= Constitution Park (New Hampshire) =

Constitution Park was a 2005 proposal to pursue eminent domain against the Plainfield, New Hampshire vacation estate of Supreme Court Justice Stephen Breyer, in order to construct a park commemorating the US and New Hampshire Constitutions and providing an interpretive center and lodging for visitors. It came in response to the Supreme Court decision in Kelo v. City of New London.

As with the similar Lost Liberty Hotel, the park's proponents, namely former LPNH Vice-chair Mike Lorrey, the Libertarian Party of New Hampshire, and the Coalition of New Hampshire Taxpayers, advocate that the Kelo decision be used to improve the local tax base, expand economic opportunities in the community, which are "public purposes" under the wording of Kelo. Unlike the Lost Liberty Hotel, the Constitution Park would be a non-profit entity and open to the public for free, and so fits in more of a grey area between private for-profit use (as in the Hotel proposal as well as New London's plans) and strictly public ownership (as in roads, bridges, and other historically proper examples of the commonly accepted purpose of eminent domain).

The Constitution Park proposal was published in newspapers, media websites, and broadcast on television and radio. Apparently, the LPNH and CNHT had been planning a similar proposal for Justice Souter's property in Weare, NH, when they were scooped and co-opted by Logan Darrow Clements and his hotel proposal. When Mike Lorrey found that Breyer owned a significant estate in Plainfield (over 4500 sqft in the main house, multiple buildings, and over 100 acre of land, as well as another 100 acre of adjacent property in Chloe Breyer's name), the proposal was adapted to pursue Breyer's property.

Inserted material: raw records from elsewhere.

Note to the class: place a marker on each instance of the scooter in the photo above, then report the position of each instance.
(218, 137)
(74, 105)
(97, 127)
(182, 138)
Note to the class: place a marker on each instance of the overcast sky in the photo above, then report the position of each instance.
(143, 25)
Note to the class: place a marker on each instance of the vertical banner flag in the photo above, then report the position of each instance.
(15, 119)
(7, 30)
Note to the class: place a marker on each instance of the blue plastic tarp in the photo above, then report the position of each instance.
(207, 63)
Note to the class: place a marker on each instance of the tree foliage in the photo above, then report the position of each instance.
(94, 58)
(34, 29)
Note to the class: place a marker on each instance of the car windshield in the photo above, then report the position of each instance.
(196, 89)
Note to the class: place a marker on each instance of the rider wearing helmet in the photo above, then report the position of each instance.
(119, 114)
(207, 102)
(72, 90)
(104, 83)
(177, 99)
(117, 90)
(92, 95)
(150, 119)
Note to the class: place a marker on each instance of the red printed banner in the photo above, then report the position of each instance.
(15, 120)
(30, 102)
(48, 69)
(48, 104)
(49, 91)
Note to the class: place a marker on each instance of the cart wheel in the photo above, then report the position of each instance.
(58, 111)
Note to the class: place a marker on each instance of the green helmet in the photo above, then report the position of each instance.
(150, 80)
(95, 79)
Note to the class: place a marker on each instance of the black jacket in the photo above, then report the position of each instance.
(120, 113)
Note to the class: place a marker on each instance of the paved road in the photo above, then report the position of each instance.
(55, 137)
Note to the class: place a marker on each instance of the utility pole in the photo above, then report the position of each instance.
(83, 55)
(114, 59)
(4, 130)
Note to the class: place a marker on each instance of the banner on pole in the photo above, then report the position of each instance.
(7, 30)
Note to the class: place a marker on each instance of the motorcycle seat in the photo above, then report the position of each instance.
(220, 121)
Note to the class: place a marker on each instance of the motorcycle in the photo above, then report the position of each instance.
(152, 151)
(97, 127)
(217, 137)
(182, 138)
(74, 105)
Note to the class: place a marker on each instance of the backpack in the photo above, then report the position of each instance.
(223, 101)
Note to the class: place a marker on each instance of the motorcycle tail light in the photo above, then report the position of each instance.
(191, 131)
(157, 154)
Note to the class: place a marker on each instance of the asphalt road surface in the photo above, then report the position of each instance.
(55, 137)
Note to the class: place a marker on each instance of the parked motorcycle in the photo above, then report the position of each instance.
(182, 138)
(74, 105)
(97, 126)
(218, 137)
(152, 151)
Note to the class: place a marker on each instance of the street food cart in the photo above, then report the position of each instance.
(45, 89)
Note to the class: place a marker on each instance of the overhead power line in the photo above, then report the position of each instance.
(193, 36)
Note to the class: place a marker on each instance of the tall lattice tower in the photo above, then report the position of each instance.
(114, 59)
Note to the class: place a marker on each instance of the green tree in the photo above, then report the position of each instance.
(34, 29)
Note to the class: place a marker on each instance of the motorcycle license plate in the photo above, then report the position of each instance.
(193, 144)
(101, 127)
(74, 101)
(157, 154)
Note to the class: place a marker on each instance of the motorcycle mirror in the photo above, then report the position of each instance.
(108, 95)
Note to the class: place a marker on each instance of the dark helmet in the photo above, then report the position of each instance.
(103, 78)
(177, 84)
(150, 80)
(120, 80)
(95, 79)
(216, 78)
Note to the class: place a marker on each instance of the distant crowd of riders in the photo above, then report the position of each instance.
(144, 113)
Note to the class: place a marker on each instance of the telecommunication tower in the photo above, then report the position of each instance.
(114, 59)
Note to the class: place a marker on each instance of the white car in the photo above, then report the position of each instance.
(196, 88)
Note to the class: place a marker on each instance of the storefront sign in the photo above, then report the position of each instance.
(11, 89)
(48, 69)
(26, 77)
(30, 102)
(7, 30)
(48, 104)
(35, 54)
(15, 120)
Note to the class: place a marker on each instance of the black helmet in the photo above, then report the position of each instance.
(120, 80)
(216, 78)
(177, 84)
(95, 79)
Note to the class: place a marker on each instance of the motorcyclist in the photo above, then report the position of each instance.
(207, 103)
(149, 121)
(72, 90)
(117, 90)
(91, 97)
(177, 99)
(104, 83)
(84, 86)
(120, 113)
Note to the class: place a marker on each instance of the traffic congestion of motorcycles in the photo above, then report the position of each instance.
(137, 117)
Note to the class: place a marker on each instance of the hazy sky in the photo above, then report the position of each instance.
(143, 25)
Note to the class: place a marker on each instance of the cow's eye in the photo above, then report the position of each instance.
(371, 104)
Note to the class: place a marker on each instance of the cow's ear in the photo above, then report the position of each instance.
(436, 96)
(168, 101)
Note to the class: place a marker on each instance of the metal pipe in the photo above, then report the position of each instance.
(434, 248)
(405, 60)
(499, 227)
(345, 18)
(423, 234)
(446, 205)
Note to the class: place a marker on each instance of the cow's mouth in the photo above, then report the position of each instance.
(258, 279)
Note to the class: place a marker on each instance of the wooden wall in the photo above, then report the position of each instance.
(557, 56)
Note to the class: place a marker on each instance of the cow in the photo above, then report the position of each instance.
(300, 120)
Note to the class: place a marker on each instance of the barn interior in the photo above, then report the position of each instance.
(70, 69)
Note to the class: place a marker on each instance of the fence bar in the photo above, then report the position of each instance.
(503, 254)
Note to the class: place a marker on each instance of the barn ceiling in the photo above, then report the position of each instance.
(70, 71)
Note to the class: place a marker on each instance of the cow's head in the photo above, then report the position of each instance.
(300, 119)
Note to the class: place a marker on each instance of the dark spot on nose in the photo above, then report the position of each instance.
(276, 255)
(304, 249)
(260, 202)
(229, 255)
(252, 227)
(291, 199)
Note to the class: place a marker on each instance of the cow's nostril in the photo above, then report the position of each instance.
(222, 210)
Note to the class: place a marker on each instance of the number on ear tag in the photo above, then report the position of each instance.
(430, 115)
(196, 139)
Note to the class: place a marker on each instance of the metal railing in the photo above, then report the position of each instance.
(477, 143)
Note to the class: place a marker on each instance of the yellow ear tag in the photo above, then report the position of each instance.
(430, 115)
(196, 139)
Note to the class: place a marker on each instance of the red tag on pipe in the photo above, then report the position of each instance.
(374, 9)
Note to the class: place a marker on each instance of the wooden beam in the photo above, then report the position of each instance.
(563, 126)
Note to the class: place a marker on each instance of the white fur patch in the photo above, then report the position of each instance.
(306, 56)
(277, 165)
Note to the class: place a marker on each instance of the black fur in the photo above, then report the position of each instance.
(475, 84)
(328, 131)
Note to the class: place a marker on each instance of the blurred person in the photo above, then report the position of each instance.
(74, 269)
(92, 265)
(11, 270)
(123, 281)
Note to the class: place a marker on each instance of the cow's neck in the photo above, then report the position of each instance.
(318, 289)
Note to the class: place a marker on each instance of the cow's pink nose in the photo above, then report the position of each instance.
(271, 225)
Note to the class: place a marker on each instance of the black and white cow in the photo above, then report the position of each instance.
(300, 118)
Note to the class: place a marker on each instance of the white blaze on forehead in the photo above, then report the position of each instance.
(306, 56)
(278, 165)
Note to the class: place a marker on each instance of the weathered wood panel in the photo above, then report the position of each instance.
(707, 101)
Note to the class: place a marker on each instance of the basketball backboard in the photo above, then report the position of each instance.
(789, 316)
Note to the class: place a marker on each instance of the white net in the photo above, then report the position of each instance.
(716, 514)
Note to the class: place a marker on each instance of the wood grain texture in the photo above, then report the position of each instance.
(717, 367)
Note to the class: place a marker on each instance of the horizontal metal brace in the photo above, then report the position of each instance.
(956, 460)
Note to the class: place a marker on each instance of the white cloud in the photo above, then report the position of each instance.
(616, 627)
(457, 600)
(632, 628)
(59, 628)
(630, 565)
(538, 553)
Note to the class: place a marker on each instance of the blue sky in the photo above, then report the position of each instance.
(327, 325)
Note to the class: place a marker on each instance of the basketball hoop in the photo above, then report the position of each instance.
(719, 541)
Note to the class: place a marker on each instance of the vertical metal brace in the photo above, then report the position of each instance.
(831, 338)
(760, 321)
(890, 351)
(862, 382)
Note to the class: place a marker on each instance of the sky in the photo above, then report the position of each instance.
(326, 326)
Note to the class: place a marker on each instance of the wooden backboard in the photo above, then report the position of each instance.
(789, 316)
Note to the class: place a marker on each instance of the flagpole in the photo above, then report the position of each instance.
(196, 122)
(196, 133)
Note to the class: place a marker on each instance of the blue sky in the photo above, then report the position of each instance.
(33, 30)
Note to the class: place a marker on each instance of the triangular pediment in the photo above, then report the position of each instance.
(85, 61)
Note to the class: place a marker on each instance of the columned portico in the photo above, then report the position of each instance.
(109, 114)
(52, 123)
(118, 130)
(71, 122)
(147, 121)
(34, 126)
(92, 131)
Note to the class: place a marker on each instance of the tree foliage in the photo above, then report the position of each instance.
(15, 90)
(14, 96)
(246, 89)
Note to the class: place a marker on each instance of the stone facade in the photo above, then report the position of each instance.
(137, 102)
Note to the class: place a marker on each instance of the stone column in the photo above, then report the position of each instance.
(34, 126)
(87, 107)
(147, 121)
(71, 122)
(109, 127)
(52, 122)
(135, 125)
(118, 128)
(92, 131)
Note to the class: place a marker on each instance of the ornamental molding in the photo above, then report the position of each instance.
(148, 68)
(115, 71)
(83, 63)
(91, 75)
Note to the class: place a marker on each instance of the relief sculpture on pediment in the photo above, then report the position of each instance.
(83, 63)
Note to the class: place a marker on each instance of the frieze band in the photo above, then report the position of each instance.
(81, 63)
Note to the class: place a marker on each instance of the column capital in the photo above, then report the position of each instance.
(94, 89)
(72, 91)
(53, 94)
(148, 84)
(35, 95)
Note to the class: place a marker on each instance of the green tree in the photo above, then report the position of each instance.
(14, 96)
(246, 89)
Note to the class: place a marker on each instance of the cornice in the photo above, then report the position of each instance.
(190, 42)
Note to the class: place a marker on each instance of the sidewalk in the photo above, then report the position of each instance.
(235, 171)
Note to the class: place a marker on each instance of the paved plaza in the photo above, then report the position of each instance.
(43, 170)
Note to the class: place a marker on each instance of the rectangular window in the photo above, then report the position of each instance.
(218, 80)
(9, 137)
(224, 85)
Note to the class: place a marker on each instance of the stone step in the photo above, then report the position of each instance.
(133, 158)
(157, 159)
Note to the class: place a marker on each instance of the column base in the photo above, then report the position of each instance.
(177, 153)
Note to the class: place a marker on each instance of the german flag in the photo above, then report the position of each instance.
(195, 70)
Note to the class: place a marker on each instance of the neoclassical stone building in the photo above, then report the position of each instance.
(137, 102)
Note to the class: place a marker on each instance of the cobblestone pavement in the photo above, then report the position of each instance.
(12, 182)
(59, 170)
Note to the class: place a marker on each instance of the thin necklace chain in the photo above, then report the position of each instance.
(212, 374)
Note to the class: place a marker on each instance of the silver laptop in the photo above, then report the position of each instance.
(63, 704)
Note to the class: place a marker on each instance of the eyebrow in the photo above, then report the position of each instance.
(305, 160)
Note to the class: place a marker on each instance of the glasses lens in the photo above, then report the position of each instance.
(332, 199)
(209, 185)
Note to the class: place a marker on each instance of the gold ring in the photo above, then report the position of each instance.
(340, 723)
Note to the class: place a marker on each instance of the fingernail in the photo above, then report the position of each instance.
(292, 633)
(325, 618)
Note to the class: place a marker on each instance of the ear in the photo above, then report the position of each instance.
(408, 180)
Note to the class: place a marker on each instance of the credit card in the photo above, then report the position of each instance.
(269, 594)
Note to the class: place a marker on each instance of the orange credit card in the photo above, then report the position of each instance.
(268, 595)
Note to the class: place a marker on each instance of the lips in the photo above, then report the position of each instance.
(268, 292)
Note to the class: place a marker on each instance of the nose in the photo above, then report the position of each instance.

Additional questions were raised when comparisons of the property tax evaluation of the Breyer estate with similar adjacent properties showed that Breyer enjoys a valuation less than half that of his neighbors (according to Plainfield Town Clerk's office).

==Subsequent History==
New Hampshire legislators, in response to calls by Lorrey, Clements, and LPNH gubernatorial candidate Rich Kahn, passed a proposed state constitutional amendment that will limit eminent domain in the state to property which will be strictly owned by government entities. This amendment was approved by voters (with 85.7% voting in favor) in the November 2006 general election.